Las fuerzas de seguridad de Indonesia abatieron a Dulmatin, en busca y captura desde que la explosión de varias bombas causara la muerte de 202 personas en dos clubes nocturnos de Bali. Otros dos milicianos murieron en el marco de distintas operaciones policiales desarrolladas el martes en el sur de Yakarta. Dulmatin, que ha proporcionado entrenamiento a milicianos talibán en Afganistán, era el mayor especialista de Yemáa Islamiya en la fabricación de explosivos. El Gobierno de Estados Unidos había ofrecido una recompensa de 10 millones de dólares por su captura.

En 2006, Dulmatin había logrado escapar herido de una operación policial desarrollada por las fuerzas de seguridad de Filipinas. Jemáa Islamiya es la organización terrorista más sanguinaria del sudeste asiático, región en la que opera. La unidad antiterrorista de la Policía indonesia, el destacamento 88, ha lanzado varios operativos en todo el país desde que el pasado mes de febrero se descubriese un campo de entrenamiento terrorista en la provincia de Aceh, en el norte de Indonesia.

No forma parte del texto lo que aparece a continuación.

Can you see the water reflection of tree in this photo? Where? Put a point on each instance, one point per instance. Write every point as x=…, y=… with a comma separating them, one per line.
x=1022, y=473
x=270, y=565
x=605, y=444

Se creía que Dulmatin estaba trabajando en Filipinas para las milicias de Abu Sayyaf, una organización terrorista vinculada a Al Qaeda. Desde los atentados de Bali, las autoridades indonesias han capturado o abatido a más de 400 supuestos milicianos. De ellos, 250 han sido condenados por los tribunales y tres han sido ejecutados por pelotones de fusilamiento.